On and on it went until “49…” and then Tommy was silent. The nurse asked, “Tommy, what’s next?” He replied, “I dunno what’s next!” Laughter ensued. Then the nurse said “Fifty!” Tommy said 51, and off they went again. Tommy barely flinched or cried out when the needle pierced his skin. It was truly impressive. I was amazed at how smoothly it all went, even though I was on the verge of tears for most of it. (By the time I met Tommy, I had already dealt with an onslaught of emotions from seeing other patients in various positions of pain and discomfort.)
I think my sadness about “really sick kids” was triggered mainly by another little boy, only 3 1/2 years old, who most likely will not get better. Timothy* had ALL (leukemia) long before I met him. His chemo treatment put him into remission, but also sadly, gave him secondary AML, a different leukemia – much harder to treat. He was treated with chemo yet again, and this time, a bone marrow transplant (the only curative option for AML). He was in remission for quite some time, and then he relapsed. And this is where I met little Timothy. By now, little Timothy also has a host of other complications, and it is nearly impossible to decipher whether it is the chemo or the disease causing these other problems. I met him in week 2 of my 5-week rotation, and by the end of my 5 weeks, it was pretty clear that he will be going home soon, not with a cure, but for palliative care.
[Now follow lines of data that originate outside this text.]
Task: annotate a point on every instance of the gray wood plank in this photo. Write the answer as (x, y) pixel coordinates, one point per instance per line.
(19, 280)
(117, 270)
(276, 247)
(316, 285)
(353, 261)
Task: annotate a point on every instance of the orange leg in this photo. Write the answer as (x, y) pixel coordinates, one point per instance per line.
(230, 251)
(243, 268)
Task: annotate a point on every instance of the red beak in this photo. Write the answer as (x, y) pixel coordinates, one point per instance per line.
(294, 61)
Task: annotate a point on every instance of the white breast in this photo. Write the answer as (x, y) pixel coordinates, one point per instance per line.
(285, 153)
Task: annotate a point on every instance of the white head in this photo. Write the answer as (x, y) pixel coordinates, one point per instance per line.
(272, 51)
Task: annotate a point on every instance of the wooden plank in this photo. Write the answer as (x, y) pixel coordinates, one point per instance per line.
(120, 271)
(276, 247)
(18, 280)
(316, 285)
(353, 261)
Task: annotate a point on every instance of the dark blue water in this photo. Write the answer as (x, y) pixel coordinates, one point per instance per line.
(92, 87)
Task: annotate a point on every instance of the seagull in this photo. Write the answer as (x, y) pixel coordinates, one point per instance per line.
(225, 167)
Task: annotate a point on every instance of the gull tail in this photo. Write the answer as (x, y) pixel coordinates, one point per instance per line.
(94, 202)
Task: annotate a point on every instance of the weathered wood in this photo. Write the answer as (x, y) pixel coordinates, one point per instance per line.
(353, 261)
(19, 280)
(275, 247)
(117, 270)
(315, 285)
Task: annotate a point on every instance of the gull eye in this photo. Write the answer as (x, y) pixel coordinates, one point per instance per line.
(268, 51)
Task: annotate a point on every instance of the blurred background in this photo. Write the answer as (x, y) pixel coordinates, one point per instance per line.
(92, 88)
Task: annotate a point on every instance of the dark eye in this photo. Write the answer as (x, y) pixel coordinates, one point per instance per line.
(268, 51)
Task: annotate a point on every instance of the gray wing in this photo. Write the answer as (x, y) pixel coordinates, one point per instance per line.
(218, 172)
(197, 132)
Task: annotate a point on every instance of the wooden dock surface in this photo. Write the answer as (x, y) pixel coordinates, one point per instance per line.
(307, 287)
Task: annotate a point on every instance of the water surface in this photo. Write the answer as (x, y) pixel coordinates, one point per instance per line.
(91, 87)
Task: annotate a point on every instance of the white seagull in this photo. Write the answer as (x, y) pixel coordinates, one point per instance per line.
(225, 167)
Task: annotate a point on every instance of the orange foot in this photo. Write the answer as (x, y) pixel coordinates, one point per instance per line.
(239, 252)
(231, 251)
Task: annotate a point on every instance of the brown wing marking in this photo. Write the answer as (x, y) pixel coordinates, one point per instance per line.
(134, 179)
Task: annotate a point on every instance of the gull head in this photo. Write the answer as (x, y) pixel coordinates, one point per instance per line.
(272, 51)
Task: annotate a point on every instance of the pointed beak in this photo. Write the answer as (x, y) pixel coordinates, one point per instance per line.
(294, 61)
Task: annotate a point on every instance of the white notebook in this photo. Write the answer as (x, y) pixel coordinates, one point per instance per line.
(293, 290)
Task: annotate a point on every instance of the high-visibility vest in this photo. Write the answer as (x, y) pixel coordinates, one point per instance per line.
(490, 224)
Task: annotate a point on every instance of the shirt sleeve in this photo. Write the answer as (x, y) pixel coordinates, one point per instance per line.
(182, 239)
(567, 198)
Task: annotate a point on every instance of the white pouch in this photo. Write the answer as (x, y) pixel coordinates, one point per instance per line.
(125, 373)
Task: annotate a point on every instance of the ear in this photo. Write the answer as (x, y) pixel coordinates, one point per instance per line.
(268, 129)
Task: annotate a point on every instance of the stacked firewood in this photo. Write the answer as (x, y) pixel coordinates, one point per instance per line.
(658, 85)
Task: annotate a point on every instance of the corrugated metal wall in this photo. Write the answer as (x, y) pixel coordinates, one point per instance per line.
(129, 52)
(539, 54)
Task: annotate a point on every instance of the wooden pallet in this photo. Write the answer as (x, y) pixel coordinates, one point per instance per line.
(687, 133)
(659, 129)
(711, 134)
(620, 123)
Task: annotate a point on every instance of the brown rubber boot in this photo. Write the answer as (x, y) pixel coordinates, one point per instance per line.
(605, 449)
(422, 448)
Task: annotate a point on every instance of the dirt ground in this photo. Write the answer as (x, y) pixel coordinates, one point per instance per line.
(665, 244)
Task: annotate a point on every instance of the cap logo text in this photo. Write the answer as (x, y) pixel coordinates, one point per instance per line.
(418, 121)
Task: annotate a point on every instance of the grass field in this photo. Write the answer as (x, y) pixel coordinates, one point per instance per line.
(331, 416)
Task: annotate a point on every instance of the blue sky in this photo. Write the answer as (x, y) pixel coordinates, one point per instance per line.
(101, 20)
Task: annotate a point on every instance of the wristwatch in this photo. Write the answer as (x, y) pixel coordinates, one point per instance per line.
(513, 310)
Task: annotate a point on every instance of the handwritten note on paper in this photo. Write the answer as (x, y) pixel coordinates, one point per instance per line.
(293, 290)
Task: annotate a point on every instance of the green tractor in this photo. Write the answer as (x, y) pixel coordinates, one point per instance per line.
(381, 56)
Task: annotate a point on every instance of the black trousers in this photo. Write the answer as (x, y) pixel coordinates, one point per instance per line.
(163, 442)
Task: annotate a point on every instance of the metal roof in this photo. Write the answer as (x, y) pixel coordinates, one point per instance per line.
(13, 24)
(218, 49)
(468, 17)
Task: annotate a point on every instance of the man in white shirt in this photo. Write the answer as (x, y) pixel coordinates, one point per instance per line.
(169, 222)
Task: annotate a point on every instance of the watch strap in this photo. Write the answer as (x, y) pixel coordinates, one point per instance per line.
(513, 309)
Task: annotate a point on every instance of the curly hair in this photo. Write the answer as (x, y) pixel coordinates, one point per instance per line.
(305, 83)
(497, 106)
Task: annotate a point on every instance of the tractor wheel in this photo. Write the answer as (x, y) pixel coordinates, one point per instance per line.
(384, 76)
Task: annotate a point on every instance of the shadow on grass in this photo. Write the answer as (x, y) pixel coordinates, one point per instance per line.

Sick kids are so sad. For me. Dealing with death isn’t easy, but I thought I had a grasp on it from my work with the residents in Assisted Living. Now, I realize, that they were the ones making it easier for me. They were so graceful in life and in death. Not everyone has made peace with dying, but my residents taught me that since they didn’t fear it, I didn’t have to fear it for them. I was lucky to learn about death in this way. Maybe some of these same concepts that I learned from my residents can be applied to pediatric patients too, but I haven’t figured it out yet. My pediatric rotation is over, but I am still working through the emotions and sadness I am feeling. I question whether I want to deal with kids that are this sick on a regular basis. Luckily, my school has a number of resources for me, including a clinical nurse psychologist with a specialty in helping children with life-threatening illnesses. I can only imagine what an amazing resource that she will be in my journey as a nursing student.